Brock Lesnar is a phenomenon. The man nicknamed “The Beast Incarnate” has lived up to the billing over the past two decades. Though he appears to be done with WWE and pro wrestling for the foreseeable future, he remains one of the hottest acts in the business. Over the course of this two-part series, we are going to take a look at the career of the Beast. It is a career of two halves; one of a freakishly gifted, young rookie and one of an internationally recognized MMA titan boxed into a wrestling ring. Part one took a look at the initial Brock WWE run. Part two shall be diving into Lesnar’s WWE career since his 2012 return. Let us begin by taking a look at Lesnar’s shocking return to the WWE in 2012.

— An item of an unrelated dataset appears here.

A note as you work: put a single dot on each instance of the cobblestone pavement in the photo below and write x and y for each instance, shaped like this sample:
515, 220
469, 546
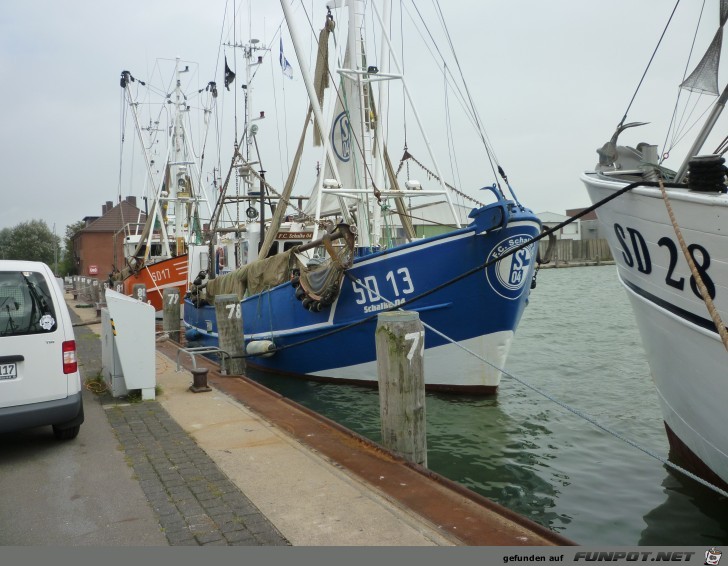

Brock Lesnar Returns to the WWE
April 2, 2012. WrestleMania XXVIII was less than 24-hours removed. John Cena, the undisputed face of the WWE, had just been defeated by The Rock — in his first singles match in almost ten years. If you read part one last week, you would know that John Cena was never intended to be the face of the company. Indeed, one other man was groomed for that role: Brock Lesnar. You might recall that Lesnar left WWE in 2004, pursuing a career in the NFL. When that didn’t come to fruition, Brock left for Japan — embarking on a semi-successful tenure in New Japan Pro Wrestling that saw him capture the IWGP Heavyweight Championship. Then Brock, always relishing a challenge, left for the world of mixed martial arts. He joined the UFC wherein 2008, he defeated Randy Couture, capturing the UFC Heavyweight Championship in the process. For pro wrestling, this was a victory over the stigma that wrestlers are pretend tough guys. For Brock, it was just another title conquered, though this time in a different field.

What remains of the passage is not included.